Why Tutorial?

Disparate communities in ML Research, large model R&D, and Safety and Policy urgently want to have an overview on the state of privacy and evaluations that suit their purpose, especially as generative AI technologies become important. Yet, no single technology fits all use cases, and without in-depth knowledge of both machine learning and cryptography, it can be very difficult to initiate research in this impactful and fast-moving field. We hope that clarifying the technologies for this purpose will help towards effective scientific coordination.

Abstract

Meaningful Privacy-Preserving Machine Learning and How To Evaluate AI Privacy

In the world of large model development, model details and training data are increasingly closed down, pushing privacy to the forefront of machine learning – how do we protect the privacy of data used to train the model, permitting more widespread data sharing collaborations? How will individuals trust these technologies with their data? How do we verify that the integration of individuals’ privately-owned data is both useful to the rest of the participating federation, and, more importantly - safe for the data owner? How do regulations integrate into this complex infrastructure?

These open questions require a multitude of considerations between the incentives of model development,the data owning parties, and the overseeing agencies. Many cryptographic solutions target these incentives problems, but are they covering all essential components of trustworthy data sharing? Are they practical, or likely to be practical soon?

In this tutorial, we attempt to answer questions regarding specific capabilities of privacy technologies in three parts: 1. overarching incentive issues with respect to data and evaluations, 2. Where cryptographic and optimisation solutions can help; for evaluations, we delve deep into secure computation, while giving in-depth real-world views on differential privacy, federated learning, and machine unlearning. 3. Cultural, societal, and research agendas relating to practically implementing these technologies.
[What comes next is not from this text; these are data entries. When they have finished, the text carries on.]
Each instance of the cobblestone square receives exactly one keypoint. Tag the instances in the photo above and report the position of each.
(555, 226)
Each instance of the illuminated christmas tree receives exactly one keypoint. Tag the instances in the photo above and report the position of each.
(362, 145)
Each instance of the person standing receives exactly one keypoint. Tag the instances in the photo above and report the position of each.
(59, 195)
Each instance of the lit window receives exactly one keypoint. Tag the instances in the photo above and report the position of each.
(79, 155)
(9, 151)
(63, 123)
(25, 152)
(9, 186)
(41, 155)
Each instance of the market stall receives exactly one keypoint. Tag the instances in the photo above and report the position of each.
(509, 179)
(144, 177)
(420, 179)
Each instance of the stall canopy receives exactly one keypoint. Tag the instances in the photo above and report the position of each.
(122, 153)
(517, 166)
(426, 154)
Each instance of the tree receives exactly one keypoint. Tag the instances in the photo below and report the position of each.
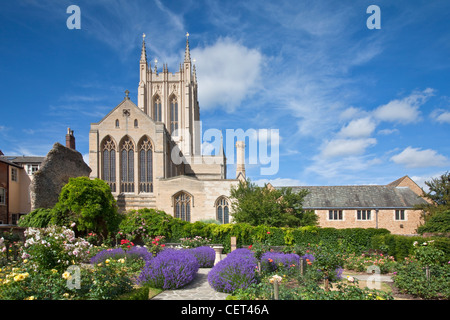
(266, 205)
(438, 223)
(439, 193)
(89, 204)
(38, 218)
We hope that, by identifying the boundaries of the use of PrivacyML technologies, and providing a technical and structured framework for reasoning over these issues, we could empower the general audience to integrate these principles (and practical solutions) into their existing research. Those already interested in applying the technology can gain a deeper, hands-on understanding of implementation useful for modeling and developing incentive-compatible solutions for their own work.